Distributed Caching Layer for VCS
Distributed caching patterns for performance optimization.
Last modified on March 1, 2026
Problem Statement & Constraints
Implement a distributed caching layer for a version control system to cache frequently accessed objects and hashes, reducing I/O operations and improving performance. The cache must handle high concurrency, provide thread-safe access, and dynamically manage memory usage while maintaining low latency for read-heavy workloads.
Functional Requirements
- Cache Git objects (blobs, trees, commits) and metadata.
- Support cache invalidation and eviction policies.
- Provide thread-safe concurrent access.
Non-Functional Requirements
- Scale: 100k cache operations/sec; multi-node sharding.
- Availability: 99.9% cache hit availability.
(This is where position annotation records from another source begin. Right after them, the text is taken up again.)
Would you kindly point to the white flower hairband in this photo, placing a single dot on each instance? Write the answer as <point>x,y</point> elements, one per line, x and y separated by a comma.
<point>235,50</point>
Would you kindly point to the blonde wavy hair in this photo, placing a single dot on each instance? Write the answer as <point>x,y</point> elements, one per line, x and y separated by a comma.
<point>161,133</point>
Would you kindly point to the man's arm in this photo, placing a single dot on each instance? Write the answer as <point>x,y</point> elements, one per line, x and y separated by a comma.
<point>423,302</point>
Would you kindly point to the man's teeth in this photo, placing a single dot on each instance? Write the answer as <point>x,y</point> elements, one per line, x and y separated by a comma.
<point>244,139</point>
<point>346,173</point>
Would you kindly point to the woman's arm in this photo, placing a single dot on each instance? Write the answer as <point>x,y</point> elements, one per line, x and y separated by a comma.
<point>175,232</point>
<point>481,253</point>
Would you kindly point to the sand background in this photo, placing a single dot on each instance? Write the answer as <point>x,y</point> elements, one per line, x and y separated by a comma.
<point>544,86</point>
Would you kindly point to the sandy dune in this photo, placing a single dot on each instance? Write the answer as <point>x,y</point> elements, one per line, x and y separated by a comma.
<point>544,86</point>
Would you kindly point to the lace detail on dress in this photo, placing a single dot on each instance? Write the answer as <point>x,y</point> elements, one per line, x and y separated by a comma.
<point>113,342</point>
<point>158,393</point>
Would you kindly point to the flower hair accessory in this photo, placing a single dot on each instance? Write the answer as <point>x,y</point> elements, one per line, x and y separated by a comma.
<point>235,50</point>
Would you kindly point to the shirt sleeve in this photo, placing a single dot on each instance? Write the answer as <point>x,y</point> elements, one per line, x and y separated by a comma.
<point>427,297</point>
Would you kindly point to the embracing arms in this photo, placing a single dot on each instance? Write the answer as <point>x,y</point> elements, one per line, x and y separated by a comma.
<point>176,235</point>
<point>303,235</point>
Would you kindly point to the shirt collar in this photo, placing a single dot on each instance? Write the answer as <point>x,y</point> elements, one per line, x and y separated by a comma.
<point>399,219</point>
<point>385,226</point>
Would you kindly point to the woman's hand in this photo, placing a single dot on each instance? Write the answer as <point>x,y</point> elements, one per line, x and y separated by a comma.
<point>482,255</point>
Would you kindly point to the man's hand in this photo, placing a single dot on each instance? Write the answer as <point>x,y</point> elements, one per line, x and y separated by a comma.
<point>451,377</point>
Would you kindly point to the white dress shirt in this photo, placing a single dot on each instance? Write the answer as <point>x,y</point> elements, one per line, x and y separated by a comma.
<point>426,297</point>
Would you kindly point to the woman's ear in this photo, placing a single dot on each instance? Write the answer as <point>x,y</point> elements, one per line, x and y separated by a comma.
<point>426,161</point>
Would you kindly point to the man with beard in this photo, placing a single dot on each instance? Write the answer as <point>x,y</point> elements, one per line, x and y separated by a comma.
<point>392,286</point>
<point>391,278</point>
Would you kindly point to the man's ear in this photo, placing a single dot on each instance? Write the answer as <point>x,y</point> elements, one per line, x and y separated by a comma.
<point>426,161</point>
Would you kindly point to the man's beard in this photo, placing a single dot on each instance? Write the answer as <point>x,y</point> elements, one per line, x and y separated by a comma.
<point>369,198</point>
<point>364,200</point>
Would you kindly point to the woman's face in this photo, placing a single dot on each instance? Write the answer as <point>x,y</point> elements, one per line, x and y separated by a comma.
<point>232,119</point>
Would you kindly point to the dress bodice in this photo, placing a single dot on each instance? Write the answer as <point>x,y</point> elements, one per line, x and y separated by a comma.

- Consistency: Eventual consistency (cache-aside pattern).
- Latency: P99 < 10ms for cache hits; P99 < 100ms on miss.
- Workload Profile:
- Read:Write ratio: ~95:5
- Peak throughput: 100k ops/sec
- Retention: dynamic LRU eviction
High-Level Architecture
App Servers behind a Load Balancer query a distributed cache using a cache-aside pattern. On a miss, servers fetch from the backend and populate the cache. The cache replicates data across shards to distribute load and tolerate node failures.
Data Design
Prefixed keys namespace the cache, allowing distinct eviction strategies for different object types (blobs, indexes). Internal metadata tracks the consistent hash ring and real-time node health.
Cache Key-Space (KV)
| Prefix | Key Format | Value Type | Description |
|---|---|---|---|
obj: | obj:<sha1> | Compressed Blob | Git objects (blobs, trees, commits). |
idx: | idx:<pack_id> | Byte Array | Pack-index offsets for object lookups. |
ref: | ref:<branch_path> | SHA1 String | Branch heads and lightweight tags. |
Node Metadata (Shared State/Config)
| Field | Type | Description |
|---|---|---|
consistent_hash_ring | Range Map | Mapping of hash ranges to physical node IDs. |
node_status | Hash Map | Health and load metrics per node (Heartbeat). |
Deep Dive & Trade-offs
Deep Dive
Consistent hashing: Virtual nodes evenly distribute shards and limit rebalancing overhead during cluster scaling.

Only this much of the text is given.